Runtime Configuration and Language Support
Latency vs. Accuracy Trade-offs
Users can adjust the attention context size (chunk size) at runtime to balance latency and accuracy without needing to retrain the model. Available chunk sizes include:
- 80 milliseconds
- 160 milliseconds
- 320 milliseconds
- 560 milliseconds
- Just over 1 second
Smaller chunks (e.g., 80ms) provide faster, word-by-word responses, while larger chunks (e.g., 1s) result in the transcription of full phrases with potentially higher accuracy.
Multilingual Capabilities
The model's language support is tiered based on production readiness:
- Out-of-the-box: 19 languages work perfectly with optional auto-detection.
- Production-level: 13 additional languages are supported.
- Adaptation: 8 languages (such as Thai) are pre-trained but require fine-tuning for serious production use.

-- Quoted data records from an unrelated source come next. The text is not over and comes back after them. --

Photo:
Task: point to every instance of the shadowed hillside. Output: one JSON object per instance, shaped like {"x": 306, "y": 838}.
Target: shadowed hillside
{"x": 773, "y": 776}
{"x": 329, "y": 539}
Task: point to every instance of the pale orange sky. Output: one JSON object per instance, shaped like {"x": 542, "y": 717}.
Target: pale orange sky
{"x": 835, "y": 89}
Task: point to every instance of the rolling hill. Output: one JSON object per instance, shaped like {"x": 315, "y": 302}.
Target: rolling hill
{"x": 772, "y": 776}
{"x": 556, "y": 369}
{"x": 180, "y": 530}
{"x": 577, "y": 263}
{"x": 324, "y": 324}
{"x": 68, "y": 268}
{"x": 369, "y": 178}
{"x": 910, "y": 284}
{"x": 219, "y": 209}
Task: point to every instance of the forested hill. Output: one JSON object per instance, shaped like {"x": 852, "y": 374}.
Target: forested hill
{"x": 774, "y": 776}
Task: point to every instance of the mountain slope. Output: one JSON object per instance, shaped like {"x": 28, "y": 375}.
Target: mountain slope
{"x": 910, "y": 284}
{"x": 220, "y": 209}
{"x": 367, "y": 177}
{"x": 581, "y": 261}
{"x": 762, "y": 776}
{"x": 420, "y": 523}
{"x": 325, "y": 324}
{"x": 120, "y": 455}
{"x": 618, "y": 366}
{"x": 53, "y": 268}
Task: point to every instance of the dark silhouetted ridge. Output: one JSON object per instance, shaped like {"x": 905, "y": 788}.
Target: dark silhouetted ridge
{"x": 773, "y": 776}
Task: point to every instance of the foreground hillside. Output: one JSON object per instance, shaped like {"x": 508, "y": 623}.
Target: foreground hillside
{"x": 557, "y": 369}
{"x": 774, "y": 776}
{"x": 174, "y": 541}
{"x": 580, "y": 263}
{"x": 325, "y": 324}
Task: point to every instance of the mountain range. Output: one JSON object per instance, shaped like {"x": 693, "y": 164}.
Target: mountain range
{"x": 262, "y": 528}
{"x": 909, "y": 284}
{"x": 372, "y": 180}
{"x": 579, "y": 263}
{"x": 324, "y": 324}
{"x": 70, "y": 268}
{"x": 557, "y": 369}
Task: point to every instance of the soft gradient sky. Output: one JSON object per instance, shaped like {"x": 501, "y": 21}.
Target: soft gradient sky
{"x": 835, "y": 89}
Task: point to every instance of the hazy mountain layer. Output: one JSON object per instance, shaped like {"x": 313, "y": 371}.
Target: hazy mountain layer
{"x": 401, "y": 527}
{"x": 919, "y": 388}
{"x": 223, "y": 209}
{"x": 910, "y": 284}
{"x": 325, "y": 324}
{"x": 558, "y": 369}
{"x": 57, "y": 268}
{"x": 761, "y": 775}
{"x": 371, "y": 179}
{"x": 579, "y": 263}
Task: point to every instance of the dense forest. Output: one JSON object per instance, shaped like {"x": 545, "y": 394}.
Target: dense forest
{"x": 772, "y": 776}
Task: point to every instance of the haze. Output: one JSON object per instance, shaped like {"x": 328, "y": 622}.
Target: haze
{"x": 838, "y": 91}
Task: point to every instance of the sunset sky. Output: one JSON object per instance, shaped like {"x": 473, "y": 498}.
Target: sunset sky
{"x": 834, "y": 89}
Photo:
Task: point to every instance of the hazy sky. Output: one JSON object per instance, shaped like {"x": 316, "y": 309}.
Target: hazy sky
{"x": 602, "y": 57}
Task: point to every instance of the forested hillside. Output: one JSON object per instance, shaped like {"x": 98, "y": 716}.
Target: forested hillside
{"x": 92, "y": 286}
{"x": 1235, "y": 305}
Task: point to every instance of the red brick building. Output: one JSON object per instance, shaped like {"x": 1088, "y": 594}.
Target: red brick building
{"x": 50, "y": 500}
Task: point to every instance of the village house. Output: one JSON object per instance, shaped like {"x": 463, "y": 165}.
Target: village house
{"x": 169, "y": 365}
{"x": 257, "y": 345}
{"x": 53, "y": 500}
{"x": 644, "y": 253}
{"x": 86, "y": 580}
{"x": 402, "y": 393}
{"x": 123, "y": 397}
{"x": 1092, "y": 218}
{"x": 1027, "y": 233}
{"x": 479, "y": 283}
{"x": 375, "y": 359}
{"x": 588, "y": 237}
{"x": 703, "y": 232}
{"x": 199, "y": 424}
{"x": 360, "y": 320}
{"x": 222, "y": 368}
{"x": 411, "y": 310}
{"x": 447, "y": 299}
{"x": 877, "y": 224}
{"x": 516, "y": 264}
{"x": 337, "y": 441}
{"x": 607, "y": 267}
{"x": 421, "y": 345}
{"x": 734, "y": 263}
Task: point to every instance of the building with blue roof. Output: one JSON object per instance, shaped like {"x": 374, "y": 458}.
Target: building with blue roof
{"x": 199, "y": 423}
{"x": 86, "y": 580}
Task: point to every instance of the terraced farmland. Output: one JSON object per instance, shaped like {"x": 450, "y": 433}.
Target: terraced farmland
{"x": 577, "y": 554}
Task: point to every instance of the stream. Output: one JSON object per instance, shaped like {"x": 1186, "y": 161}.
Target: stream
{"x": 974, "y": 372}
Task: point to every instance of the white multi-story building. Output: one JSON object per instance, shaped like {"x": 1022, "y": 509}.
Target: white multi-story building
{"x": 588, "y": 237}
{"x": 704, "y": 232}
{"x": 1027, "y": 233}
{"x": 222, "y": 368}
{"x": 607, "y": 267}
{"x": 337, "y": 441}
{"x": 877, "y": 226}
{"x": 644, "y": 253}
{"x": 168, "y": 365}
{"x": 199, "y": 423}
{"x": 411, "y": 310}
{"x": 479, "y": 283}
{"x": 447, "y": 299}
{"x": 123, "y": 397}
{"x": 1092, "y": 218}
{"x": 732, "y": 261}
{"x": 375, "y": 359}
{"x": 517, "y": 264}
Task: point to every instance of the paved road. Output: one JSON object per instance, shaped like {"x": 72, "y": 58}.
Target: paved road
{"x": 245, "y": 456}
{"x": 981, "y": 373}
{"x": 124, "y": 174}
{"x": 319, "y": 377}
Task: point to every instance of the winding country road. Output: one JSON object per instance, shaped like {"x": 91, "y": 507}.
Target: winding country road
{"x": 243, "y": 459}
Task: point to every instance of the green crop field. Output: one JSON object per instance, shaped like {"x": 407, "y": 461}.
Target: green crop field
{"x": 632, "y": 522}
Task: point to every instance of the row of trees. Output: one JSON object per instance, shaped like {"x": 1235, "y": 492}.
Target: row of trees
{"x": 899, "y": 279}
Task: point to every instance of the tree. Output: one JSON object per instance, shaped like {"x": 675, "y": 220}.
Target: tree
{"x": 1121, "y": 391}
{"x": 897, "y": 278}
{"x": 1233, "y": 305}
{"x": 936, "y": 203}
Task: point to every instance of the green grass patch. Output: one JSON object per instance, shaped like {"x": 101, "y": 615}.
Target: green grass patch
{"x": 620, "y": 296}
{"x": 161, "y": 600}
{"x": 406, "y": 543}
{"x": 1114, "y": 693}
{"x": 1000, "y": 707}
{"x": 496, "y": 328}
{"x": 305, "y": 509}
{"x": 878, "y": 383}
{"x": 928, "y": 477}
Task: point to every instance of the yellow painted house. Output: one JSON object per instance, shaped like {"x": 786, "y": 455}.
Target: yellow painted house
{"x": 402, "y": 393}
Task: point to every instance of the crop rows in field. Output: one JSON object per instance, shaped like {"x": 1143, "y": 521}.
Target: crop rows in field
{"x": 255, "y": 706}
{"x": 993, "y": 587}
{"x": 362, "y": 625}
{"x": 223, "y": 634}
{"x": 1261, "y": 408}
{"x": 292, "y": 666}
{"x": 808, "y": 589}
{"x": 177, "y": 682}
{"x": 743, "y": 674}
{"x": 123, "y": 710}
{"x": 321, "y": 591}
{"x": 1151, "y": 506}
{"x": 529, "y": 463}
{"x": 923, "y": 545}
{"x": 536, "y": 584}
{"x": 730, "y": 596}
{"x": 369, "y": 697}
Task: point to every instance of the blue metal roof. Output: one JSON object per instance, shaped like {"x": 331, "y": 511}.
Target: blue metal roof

Word Boosting for Domain-Specific Accuracy
Word boosting is a decode-time technique used to improve the transcription of rare words, such as product names, drug names, surnames, or technical jargon, which may not have been prevalent in the training data.
How Word Boosting Works
Unlike fine-tuning, word boosting requires no weight changes or retraining. It uses a boosting tree to generate and score candidates. By providing the model with a list of specific words or phrases and a corresponding "strength" value, the system adds a positive bias to the score of those tokens if the audio is close to the target phrase. This increases the probability that the model will predict the correct specialized term over a more common word that sounds similar.
Speaker Diarization and Attribution
Nemotron 3.5 ASR can be integrated into diarization pipelines to provide speaker-level attribution. This can be achieved through the NeMo framework or external models.
Key capabilities include:
- Speaker Segmentation: Sectioning off and returning different speakers in a recording (ideal for podcasts).
- Embedding Capture: Capturing the embeddings of a known speaker (e.g., a user stating their name at the start of a recording) to assign that identity to the speaker throughout the transcript.